豚を召還した
鳩のマークのアプリを開き検索項目に『リア充』と検索すると、でるわでるわ仲睦まじそうにしている学生の写真や社会人同士のカップルの写真。
ターゲットは間違いなくこいつらや。
俺はゴルゴ13並みの凄腕でターゲットにロックオンした。
もし一歩でも動いてみろ。動いたら俺は間違いなく、間違いなく弾丸をお前の顔に当ててやる。
ターゲット写真の見た目。
男性、爽やかな笑顔に中肉中背。
女性、可憐な笑顔にやや痩せ型。
年齢は20代位だと思われる。
東京へ旅行にでも行ったのか。
背景には渋谷にいる犬が男女の間に入り写っていた。
あームカつくわ。
ムカつき過ぎてその返の野良犬じゃ駄目なのか。
コメント
『素敵な笑顔ですね。
日中歩く時ときとかは注意して下さい。
何故なら屋上から太い眉毛の男が狙ってるからです』
よしこれでオッケーと。
違う写真を見るために下にスクロールして行くと、違うカップルの写真が写っていた。
ターゲット
見た目
制服を着ているので学生。
文化祭か何か知らんが学校の行事で撮った写真だと思われる。
背景に高等学校って写ってるんだもん。
俺はこういう奴らが嫌いだ。
何故ならこいつらは学校でもリア充生活を満喫しているからだ。
絶対こいつらあれだぞ。
学校でイチャイチャしててみんなから白い目で見られてるぞ。
羨ましすぎるぞ。
ごめんなさい。これが俺の本音です。
『授業中イチャイチャするのは止めてください。
もしイチャイチャしていたら太い眉毛の男が全裸で現れて、逮捕される姿をお見せします』
よしっと。
携帯を閉じて俺はベットの中に入り眠りにつ···けねー。
マジで寝れねー。
最近不眠症で全然寝れねーんだよ。
あれよ。
22時に布団に入るだろ、そっから布団の中で起きてて寝るの3時だぜ。
自分でもいつも驚くわ。
それで朝起きるのが6時と来たもんだ。
だから朝が怠くて怠くてしょうがない。 だるおもだわ。だるおも。
身体中がダルくて気分が重い事をいう。
布団に入り時間は夜中の1時。
やはり寝れない。
寝れないので一応念のため鍵をかけて残高200円しかない雀の涙的な金を持ってアパートを後にした。
真夜中はとにかく静かだ。
静か過ぎてついつい大きな声を出したい衝動に駆られたが、グッと我慢した。
何故なら近所迷惑なのは誰だって分かる事だから。
さすがに俺だってそれ位の事は分かる。
第一のコンビニを目的として、俺はそこまでの道をぐんぐんと歩く。
まさにウルトラマンが今すぐに困っている人を助ける為に向かっているように、真っ直ぐと。

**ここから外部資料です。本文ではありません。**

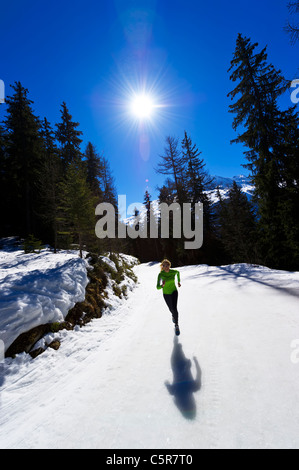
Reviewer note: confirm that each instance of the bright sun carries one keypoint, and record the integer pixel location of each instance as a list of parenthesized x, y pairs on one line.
[(142, 106)]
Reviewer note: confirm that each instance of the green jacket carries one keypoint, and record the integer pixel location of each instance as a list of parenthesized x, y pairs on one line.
[(169, 278)]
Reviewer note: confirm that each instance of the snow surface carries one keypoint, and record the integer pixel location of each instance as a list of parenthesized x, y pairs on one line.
[(125, 381), (37, 288)]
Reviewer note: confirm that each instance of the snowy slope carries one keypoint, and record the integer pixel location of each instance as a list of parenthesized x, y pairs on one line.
[(37, 288), (124, 381)]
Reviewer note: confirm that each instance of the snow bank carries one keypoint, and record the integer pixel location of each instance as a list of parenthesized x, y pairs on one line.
[(37, 288)]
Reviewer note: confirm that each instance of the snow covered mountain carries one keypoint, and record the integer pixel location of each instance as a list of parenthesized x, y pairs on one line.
[(223, 183)]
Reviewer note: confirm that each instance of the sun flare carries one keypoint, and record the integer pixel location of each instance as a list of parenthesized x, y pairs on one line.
[(142, 106)]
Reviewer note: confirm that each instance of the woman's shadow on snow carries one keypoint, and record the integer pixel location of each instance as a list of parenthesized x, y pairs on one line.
[(184, 385)]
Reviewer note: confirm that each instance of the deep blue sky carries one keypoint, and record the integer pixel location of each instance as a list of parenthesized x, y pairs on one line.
[(94, 54)]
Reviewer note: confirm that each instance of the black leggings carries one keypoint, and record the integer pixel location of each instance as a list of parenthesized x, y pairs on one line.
[(172, 301)]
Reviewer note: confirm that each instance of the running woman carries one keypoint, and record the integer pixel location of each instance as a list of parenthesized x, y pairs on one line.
[(166, 281)]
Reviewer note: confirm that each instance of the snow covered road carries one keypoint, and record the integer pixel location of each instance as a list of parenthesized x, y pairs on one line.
[(125, 381)]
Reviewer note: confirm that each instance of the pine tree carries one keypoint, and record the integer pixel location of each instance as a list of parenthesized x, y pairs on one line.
[(4, 187), (238, 229), (197, 180), (69, 138), (260, 86), (50, 181), (107, 183), (94, 169), (23, 161), (77, 214), (172, 165), (293, 27)]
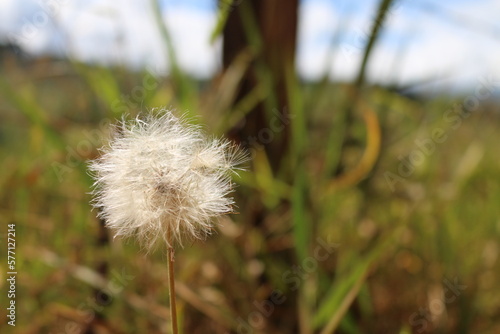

コンビニに向かう時に公園があるのだが、そこで1人の女の子がベンチの上で疼くまっているのを発見した。
チャンス。大チャンス。
俺は額に二本指を当て相手の気を探りだし瞬間移動する並みの速度で、女の子に近付いた。
「どどど···どうさたのかなブヒ?」
極度の緊張で思わずカミカミになってしまったのと、語尾に豚を召還してしまった。
だって俺、哺乳類と喋ったの3週間ぶり位だもん。
女の子は今だに疼くまっていてぴくりとも動こうとしない。
しかも女の子っつうよりは少女だな。これわ。
だって疼くまっているフォルムがあまりにも小さいんだもん。
ま···まさか家出少女?
チャンス。大チャンス。
公園の街灯を照らされてる時計を見ると深夜2時を迎えようとしていた。
「あのーこんな所にいると変な人に声かけられますよブヒ?」
おっと思わずまた豚を召還してしまったぜ。
「···」
少女からの反応はない。
どうするか?このまま帰ろうか。
いやでもせっかくのチャンスだしな。
どうする?
俺の魔法が解けるのは深夜3時。残された時間は1時間弱。
「帰るか」とボソッと呟いたら、目の前の少女が突然立ち上がり俺の足元に飛び込んできた。
「ぐへへへ」と俺の笑い声だけご公園に響いた。
足元からでも分かるぞ。この少女からの柔らかい感触が。
「かえ···い」
少女がか細い声で何かを俺に訴えてきた。
「ん?ブヒ」
ヤバイ末期か。必ず豚がでてちまう。
「帰りたくない」
「よっしゃー。俺の家行こう」
少女は俺の足元でコクりと頷いた。